Uganda’s fuel imports as of mid-September were 85m litres, with demand growing at 7% per annum, the energy ministry has said. While briefing parliament on Tuesday, energy minister Irene Muloni said the 85m litres comprised of 34.6m litres of petrol, 42.5m litres of diesel, and 2.6m litres of kerosene. Jet fuel imports stood at 5m litres. The majority of the petroleum products, 92%, were imported through a Mombasa port in Kenya, while only 8% arrived via Dar es Salaam on the Tanzanian coast. The average daily consumption of all fuel products is 5.4m litres, according to the ministry. Ms Muloni said prices have been comparatively stable over the last few months, but could go higher in future.
Uganda has several unexplored economic opportunities, and is a key component in Africa’s growth prospects. The country is the 127th largest export economy in the world. During the last 5-6 years the imports increase at an annualized rate of 3.4%, from $4.66B (2010) to $5.52B (2015). The country’s most recent imports are led by Refined Petroleum followed by Packaged Medicaments. Uganda’s fuel imports as of mid-Sept touched at 85m litres, with demand growing at 7% per annum, as mentioned by the Minister for Energy and Minerals. While briefing parliament recently, energy minister Irene Muloni announced the 85m litres covered of 34.6m litres of petrol, 42.5m litres of diesel, and 2.6m litres of kerosene. However, Jet fuel imports stick up at 5m litres.
Total petroleum imports in Uganda rose by 9.7% in 2014 compared with last year 2013. On the flip side, Kerosene declined by 8.4%, whereas diesel and petrol imports increased by 8.2% and 13.4% respectively. Overall, petroleum imports have climbed by 48.7% since 2007. Ms Irene Muloni also declared the plans and strategies to keep Uganda well-supplied hinge on the effectiveness of the import routes and the in-country perfect storage services. In this case, Mombasa and Dar es Salaam ports together with other Kenya terminals being used by oil marketing companies to import items into Uganda.
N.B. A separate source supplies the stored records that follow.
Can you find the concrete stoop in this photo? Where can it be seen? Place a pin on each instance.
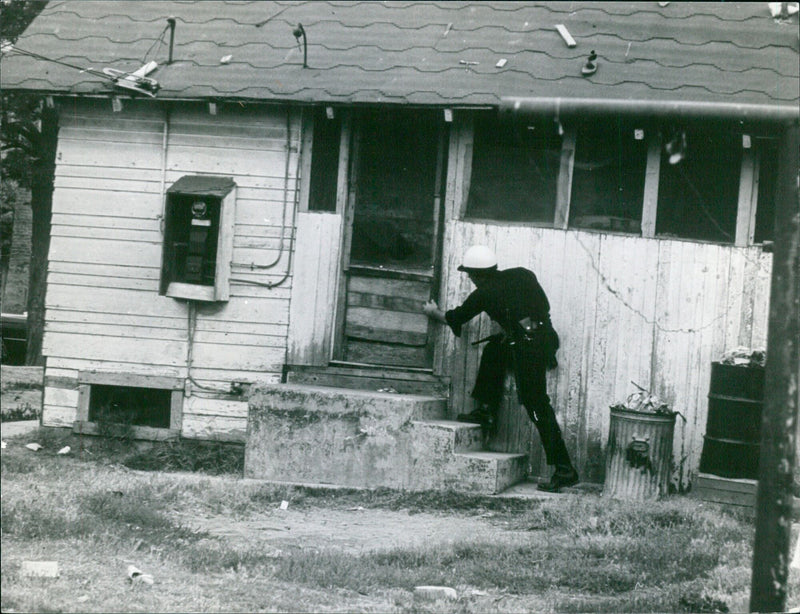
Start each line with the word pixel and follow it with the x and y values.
pixel 363 439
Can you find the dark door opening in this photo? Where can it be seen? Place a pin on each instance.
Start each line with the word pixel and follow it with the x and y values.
pixel 393 247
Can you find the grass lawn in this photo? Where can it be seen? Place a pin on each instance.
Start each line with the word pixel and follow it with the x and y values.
pixel 222 543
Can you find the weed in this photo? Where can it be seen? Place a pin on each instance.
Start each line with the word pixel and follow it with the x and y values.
pixel 19 413
pixel 36 520
pixel 212 457
pixel 15 465
pixel 702 603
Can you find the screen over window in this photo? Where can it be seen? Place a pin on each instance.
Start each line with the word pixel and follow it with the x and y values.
pixel 514 171
pixel 698 188
pixel 608 178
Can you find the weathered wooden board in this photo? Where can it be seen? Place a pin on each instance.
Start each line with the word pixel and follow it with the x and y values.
pixel 314 288
pixel 652 311
pixel 104 312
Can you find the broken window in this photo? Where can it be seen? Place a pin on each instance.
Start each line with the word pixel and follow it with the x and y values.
pixel 129 405
pixel 608 178
pixel 698 188
pixel 396 178
pixel 515 170
pixel 324 162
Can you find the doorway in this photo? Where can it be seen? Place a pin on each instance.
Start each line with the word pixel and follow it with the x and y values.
pixel 392 239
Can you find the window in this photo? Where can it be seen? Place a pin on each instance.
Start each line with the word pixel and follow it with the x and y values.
pixel 514 170
pixel 393 220
pixel 608 178
pixel 129 405
pixel 324 162
pixel 198 238
pixel 698 188
pixel 767 152
pixel 126 404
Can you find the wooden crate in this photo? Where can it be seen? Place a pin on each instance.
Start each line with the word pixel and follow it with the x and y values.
pixel 730 491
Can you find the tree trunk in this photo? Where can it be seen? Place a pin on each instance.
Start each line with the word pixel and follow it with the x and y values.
pixel 42 208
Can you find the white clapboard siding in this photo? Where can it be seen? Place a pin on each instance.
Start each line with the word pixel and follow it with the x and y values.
pixel 651 311
pixel 104 312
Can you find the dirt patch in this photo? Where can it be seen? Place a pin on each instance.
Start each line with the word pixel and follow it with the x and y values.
pixel 357 530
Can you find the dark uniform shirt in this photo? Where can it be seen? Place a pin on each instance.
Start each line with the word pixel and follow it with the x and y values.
pixel 507 297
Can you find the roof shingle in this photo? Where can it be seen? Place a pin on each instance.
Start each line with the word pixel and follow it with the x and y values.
pixel 435 53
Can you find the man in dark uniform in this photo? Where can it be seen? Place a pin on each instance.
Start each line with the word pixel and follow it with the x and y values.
pixel 514 299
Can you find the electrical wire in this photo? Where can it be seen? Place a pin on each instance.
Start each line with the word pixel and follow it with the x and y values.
pixel 38 56
pixel 252 266
pixel 286 275
pixel 159 41
pixel 191 328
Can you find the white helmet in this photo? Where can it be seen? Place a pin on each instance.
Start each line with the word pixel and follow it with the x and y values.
pixel 478 257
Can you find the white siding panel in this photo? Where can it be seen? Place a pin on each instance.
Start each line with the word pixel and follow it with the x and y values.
pixel 103 308
pixel 57 415
pixel 116 348
pixel 61 397
pixel 316 274
pixel 628 309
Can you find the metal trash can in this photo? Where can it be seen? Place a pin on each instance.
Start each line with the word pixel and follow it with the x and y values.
pixel 639 454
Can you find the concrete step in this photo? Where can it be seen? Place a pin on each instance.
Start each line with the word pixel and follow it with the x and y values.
pixel 317 435
pixel 448 436
pixel 366 377
pixel 305 399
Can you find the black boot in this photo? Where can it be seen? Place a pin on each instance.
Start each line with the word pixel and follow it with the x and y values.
pixel 564 475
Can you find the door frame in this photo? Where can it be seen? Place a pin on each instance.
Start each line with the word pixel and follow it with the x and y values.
pixel 348 181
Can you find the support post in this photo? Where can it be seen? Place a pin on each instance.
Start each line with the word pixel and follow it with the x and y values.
pixel 774 499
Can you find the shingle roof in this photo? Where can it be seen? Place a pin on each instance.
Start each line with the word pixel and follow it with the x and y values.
pixel 429 53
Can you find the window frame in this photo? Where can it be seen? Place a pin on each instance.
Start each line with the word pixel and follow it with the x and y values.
pixel 746 208
pixel 87 379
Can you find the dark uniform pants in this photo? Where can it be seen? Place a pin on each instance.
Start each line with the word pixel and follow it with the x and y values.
pixel 527 361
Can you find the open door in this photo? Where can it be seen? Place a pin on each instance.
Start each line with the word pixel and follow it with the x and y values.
pixel 391 239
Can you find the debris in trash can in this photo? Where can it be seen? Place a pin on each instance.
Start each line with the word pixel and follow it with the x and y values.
pixel 745 357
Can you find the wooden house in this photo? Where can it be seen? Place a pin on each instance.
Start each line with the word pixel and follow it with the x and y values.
pixel 282 185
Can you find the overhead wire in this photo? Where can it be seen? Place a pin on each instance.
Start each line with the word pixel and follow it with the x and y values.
pixel 38 56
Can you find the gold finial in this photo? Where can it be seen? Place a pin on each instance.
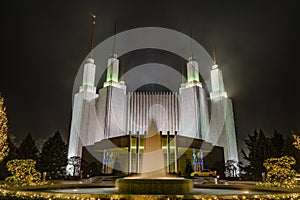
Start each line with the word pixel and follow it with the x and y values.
pixel 92 34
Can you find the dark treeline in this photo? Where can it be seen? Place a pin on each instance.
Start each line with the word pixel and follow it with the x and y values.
pixel 260 147
pixel 52 158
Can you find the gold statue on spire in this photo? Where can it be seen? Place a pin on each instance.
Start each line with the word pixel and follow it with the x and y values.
pixel 92 34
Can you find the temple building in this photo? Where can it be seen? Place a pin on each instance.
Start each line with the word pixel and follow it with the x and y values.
pixel 109 128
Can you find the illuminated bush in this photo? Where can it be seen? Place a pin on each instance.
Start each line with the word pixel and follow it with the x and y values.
pixel 23 173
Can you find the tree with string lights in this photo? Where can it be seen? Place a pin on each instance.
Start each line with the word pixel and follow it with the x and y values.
pixel 3 130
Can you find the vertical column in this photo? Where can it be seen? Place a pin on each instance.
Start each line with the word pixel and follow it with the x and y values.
pixel 173 114
pixel 134 114
pixel 128 115
pixel 168 152
pixel 138 111
pixel 129 153
pixel 176 112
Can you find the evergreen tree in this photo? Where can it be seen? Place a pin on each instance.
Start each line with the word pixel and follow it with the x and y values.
pixel 262 150
pixel 12 154
pixel 250 145
pixel 3 131
pixel 278 143
pixel 289 149
pixel 28 149
pixel 53 158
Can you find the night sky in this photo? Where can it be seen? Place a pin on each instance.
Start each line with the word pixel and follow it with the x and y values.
pixel 44 43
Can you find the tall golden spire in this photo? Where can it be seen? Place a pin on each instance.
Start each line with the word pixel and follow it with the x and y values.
pixel 92 34
pixel 114 39
pixel 214 52
pixel 215 55
pixel 191 42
At least 43 oil marketing companies have active licenses to import petroleum products into the country. The minister noted that as for stocks, Uganda has a combined total cover of 14 days’ supply. Of these, 12 days are provided by the private companies and two days by government storage facilities at Jinja. Previous statistics from the Bank of Uganda revealed that the sustained plummeting of oil prices on the international market had contributed to the decline in the country’s import bill by 21.4% in the last year. The import bill touched at $132m, or Shs445.2bn, previous year.
The government has remained devoted to its strategy of constructing a local refinery to normalize the effects of the fuel import bill, however at the same time tapping regional export markets. The planned refinery will produce Kerosene, LPG, Diesel, Petrol, Heavy Fuel Oil (HFO) and jet fuel. A feasibility study by the Foster Wheeler (well-known British consultancy) said the refinery was commercially viable with a $3.2bn of NPV (net present value) at a 10% discount rate and an IRR (internal rate of return) of 33%.